Why: Every child wants to sit up front in the carpool. At first I thought it was to be near me, but then I realized that it was all about music control. The child up front has immediate access to the car radio, which bestows upon that child a certain power over everyone in the car, including the driver. This is a great opportunity for children to traumatize others, and to constantly war about their ever-changing pecking order. Unfortunately, age and size discrimination are carpool realities. The oldest and biggest were usually my front seat companions. You must remember that sitting next to the chief in tribal life is a big deal!      

Whine B: He took my place.

Cure: When the kids started driving me crazy with their bickering in the car, I would use the “ultimate ultimatum” cure on them. This involved them being forced to listen to my music on the radio—and in extreme cases, even my singing—until they all sat still and shut up. Due to their extreme and ingrained dislike for anything I liked, mostly because it simply wasn’t cool, this was one of my cleverest and quickest cures. I adore sharing it with parents who I see carpooling children on the highways and by-ways of life.

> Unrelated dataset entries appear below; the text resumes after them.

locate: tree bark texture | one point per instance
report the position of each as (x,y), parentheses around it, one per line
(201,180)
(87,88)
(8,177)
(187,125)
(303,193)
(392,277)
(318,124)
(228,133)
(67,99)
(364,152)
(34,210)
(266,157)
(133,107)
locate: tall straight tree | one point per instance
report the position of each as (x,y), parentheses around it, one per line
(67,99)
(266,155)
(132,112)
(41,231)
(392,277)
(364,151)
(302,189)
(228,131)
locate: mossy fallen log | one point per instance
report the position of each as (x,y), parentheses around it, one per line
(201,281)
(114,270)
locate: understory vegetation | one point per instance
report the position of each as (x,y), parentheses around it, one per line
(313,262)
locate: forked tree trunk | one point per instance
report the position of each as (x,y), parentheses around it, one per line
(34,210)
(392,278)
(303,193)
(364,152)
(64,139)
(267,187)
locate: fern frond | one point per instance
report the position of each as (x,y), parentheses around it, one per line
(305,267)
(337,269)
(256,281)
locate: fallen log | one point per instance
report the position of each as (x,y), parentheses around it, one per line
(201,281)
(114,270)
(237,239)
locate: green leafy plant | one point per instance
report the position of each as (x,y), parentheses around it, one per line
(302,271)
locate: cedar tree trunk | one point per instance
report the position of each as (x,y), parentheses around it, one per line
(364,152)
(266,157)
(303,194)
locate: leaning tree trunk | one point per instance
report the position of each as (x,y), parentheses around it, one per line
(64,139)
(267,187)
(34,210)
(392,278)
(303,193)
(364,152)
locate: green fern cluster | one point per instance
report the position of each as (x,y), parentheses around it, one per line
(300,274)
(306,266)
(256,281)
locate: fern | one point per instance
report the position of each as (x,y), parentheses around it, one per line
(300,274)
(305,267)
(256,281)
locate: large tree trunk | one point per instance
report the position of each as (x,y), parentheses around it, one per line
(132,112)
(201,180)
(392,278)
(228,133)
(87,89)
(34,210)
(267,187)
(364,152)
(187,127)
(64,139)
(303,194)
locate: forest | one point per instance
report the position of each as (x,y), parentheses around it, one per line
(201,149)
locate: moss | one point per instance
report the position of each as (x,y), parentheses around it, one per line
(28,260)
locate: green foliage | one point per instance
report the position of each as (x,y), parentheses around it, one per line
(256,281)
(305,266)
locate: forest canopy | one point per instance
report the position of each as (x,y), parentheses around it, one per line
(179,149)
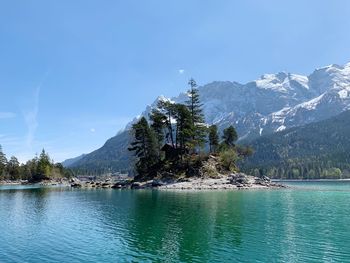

# 10    He’s looking at me. 

A child can ask questions

 that a wise mother cannot answer.

January Jones

Whine A: Tell him to stop it.


Why: An older child tormenting a younger one always causes this whine. It is a ritual that has been practiced by siblings since Cain and Abel squared off against one another in the Garden of Eden. This scenario usually starts with the youngest child whining that they are being “looked at.” Next, the older child will deny that they are looking at anyone, least of all the despised younger child… and so the cycle begins.

Next Whine: He’s still doing it.

Cure: When this mysterious and chronic situation arose during my kids’ early childhoods, I usually tried to explain to them that there was no law against looking at someone. It never worked but it made sense to me, and I spent countless hours vainly trying to convince them of the same. I tried to look wise when using this technique, but my children always found a weak point in my logic, eventually driving me crazy. As a last resort, I would make them all do the “put on your sunglasses” cure, whether inside or out, sunny or not. That way no one could look at anyone or see anyone looking at them, and it certainly made me laugh seeing them sitting around our TV room silently watching cartoons through their shades, careful to not even glance at one another.   

Best Overall Remedy for Whining Children


The Norwegian Ris-pa-rumpin Cure 

This valuable method for curbing whining in children was brought to this country by my husband’s Norwegian parents. We called them BaBa and MorMor. They were wise and wonderful, and dearly loved by their entire family, especially their grandchildren. When any of them began whining about anything, asking the child a simple question initiated the cure: “Do you want a Ris-pa-rumpin?” It is not so much the question as it is the manner in which it is asked that makes it such an effective method. 

You may ask, “What is a Ris-pa-rumpin?” As far as I can explain, it is our Norwegian family’s word for a little love pat that is applied gently and lovingly to a child’s bottom. What makes this cure so amazingly effective is that every parent or grandparent can style their own delivery for maximum effect. My husband would take the child quite firmly by the arm and stare straight into their eyes when asking them if they really wanted a Ris-pa-rumpin. 

Truthfully, I have never heard a child respond with a “yes” to this question. And in case you may want to report us to the child protective services, the actual Ris-pa-rumpin cure has never had to be used in our family that I can remember! As for our children, don’t believe a thing they say as their memories are not to be trusted after so many years.